Data released at the annual meeting of the American Society of Clinical Oncology in Orlando showed that the average length of time before tumors began regrowing in patients taking the combination therapy was 6.4 months compared with 4.5 months in those taking chemotherapy alone.

Avastin, which was approved to treat Colon cancer in combination with chemotherapy in 2004, was shown earlier this year to prolong overall survival in lung cancer patients to an average of 12.5 months from 10.2 months.

Data from the late-stage, or Phase III, trial is the first to show that chemotherapy plus Avastin, which works by shutting off the blood supply in the vessels that feed tumors, can slow progression of the disease in patients who have not previously been treated.

It also showed for the first time that 51.9 percent of patients were alive after one year of treatment, compared with 43.7 percent on chemotherapy alone. At two years, 22.1 percent of patients on the combination were alive compared with 16.9 percent on chemotherapy alone. The trial did not include patients with brain metastases.

Typically, only 30 percent of people diagnosed with non-small cell lung cancer, the most common form of the disease, are alive one year after diagnosis, said Dr.
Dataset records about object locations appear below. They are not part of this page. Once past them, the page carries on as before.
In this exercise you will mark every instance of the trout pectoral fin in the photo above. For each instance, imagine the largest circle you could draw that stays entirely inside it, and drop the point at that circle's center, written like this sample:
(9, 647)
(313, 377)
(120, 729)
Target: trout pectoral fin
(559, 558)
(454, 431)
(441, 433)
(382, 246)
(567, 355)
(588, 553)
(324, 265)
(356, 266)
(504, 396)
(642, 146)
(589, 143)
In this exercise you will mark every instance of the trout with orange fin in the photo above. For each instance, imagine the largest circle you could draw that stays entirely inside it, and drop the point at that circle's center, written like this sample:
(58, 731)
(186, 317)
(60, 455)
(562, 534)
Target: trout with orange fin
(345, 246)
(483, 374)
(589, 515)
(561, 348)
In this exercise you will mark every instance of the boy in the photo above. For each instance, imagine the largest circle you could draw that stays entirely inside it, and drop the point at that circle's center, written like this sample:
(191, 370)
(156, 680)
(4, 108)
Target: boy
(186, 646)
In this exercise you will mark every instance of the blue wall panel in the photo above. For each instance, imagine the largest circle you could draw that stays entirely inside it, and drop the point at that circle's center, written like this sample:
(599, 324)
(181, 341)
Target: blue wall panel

Alan Sandler, associate professor of medicine at Vanderbilt University and the study’s lead author.

The most serious side effect was life-threatening or fatal bleeding, mainly from the lungs. This occurred in 1.7 percent of patients in the Avastin group and did not occur at all in the chemotherapy alone group, Sandler said.

An earlier trial, which included patients with a type of cancer called squamous lung cancer, had shown life-threatening bleeding rates of up to 10 percent. By excluding the squamous patients, that rate has been substantially reduced to a level considered more likely to be acceptable to U.S. regulators.

In the latest trial, non-life threatening bleeding occurred in 5 percent of patients in the Avastin group compared to 1 percent in the chemotherapy alone group, Sandler said.

Genentech, which is majority owned by Swiss drugmaker Roche Holding AG said it is in discussions with the U.S. Food and Drug Administration about filing a supplemental application to market Avastin in lung cancer in advanced non-small cell lung cancer.

If lung cancer is diagnosed at an early stage, up to 80 percent of patients will survive for at least five years after diagnosis. However, almost 70 percent of patients are diagnosed at the advanced stage, the researchers said.